段恒生扛着铁锹,踱着步子回到西山仙府时,夕阳的余晖正将山谷里那群学术交流得热火朝天的身影拉得老长。
邹可微还在和突眼、大嘴围着几个灵光稳定了不少的阵盘比划划;王真真嗓门洪亮地和杜坚、王铁争论着符箓铭刻的爆炸风险;许若欣与毛小豆在溪边收剑,似乎刚结束一场点到即止的切磋;济动和尚腆着胖脸,试图从小济圆手里抠出半块没吃完的灵糕;步便宜则蹲在那片被他自己新圈出来的光秃秃的药田旁,唉声叹气,仿佛在凭吊他那些逝去的宝贝毒草。
一派劫后余生、努力恢复生机的祥和景象。
段恒生站在谷口,看着这一幕,心里那点因为未来可能无法咸鱼而产生的郁闷,莫名地被冲淡了些许。
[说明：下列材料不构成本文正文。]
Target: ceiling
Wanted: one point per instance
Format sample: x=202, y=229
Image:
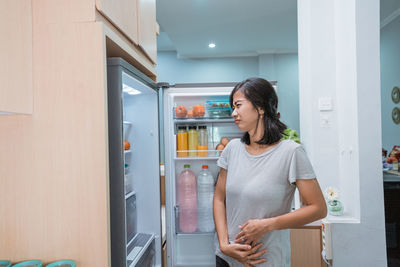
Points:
x=237, y=27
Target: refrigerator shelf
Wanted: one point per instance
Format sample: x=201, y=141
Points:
x=196, y=234
x=139, y=249
x=197, y=264
x=203, y=120
x=197, y=158
x=204, y=154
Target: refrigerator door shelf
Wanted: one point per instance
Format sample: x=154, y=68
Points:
x=179, y=232
x=141, y=250
x=203, y=120
x=199, y=154
x=197, y=158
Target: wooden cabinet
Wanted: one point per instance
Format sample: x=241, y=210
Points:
x=54, y=164
x=306, y=247
x=148, y=28
x=16, y=57
x=137, y=21
x=123, y=14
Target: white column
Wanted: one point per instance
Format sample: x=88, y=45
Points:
x=340, y=121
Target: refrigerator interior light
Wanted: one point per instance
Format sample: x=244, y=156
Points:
x=130, y=90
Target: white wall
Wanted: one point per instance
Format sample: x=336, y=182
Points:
x=390, y=77
x=339, y=58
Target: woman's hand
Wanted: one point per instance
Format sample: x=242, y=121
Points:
x=254, y=230
x=245, y=254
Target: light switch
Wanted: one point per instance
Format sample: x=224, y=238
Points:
x=325, y=103
x=325, y=120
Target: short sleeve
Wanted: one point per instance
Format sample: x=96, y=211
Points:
x=300, y=166
x=224, y=158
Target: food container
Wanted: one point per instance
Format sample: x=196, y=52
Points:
x=5, y=263
x=218, y=108
x=64, y=263
x=32, y=263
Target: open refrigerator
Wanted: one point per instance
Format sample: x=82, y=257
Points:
x=139, y=113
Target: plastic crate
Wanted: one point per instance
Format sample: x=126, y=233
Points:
x=5, y=263
x=218, y=108
x=64, y=263
x=31, y=263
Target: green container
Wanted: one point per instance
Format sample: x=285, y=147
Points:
x=5, y=264
x=33, y=263
x=64, y=263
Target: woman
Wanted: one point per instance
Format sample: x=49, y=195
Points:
x=258, y=176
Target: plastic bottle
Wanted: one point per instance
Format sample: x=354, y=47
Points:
x=193, y=141
x=187, y=200
x=202, y=145
x=205, y=194
x=182, y=141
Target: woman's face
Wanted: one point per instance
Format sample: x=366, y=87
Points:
x=244, y=113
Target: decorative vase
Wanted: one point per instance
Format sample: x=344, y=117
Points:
x=335, y=207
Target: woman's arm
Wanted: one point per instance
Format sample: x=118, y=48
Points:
x=314, y=209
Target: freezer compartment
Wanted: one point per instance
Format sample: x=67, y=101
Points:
x=192, y=221
x=194, y=250
x=201, y=106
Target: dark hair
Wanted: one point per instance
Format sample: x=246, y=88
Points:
x=262, y=95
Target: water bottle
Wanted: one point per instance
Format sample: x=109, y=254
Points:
x=205, y=194
x=187, y=200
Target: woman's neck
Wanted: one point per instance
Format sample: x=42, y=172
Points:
x=256, y=134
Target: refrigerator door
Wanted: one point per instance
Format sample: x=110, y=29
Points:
x=197, y=248
x=134, y=166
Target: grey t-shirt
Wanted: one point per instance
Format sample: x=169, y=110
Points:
x=260, y=187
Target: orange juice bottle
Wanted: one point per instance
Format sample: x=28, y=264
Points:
x=202, y=146
x=182, y=142
x=193, y=141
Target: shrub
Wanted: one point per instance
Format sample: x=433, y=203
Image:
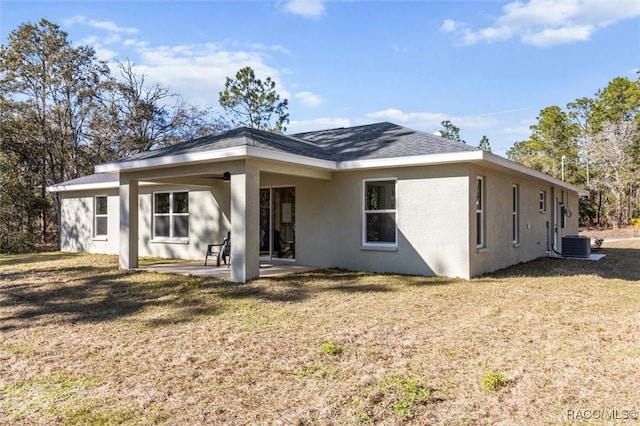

但他深吸一口气,知道该来的总得来。
他用力咳嗽了两声,将所有人的注意力都吸引了过来。
“咳咳!都静一静!我有件大事要宣布!”
众人闻声,纷纷停下手中的活计和讨论,目光齐刷刷地聚焦到段恒生身上。王真真擦了擦额头的汗,咧嘴笑道:“长生兄弟,啥大事?是不是又搞到啥好宝贝了?还是童长老偷偷给你留了什么极品丹药?”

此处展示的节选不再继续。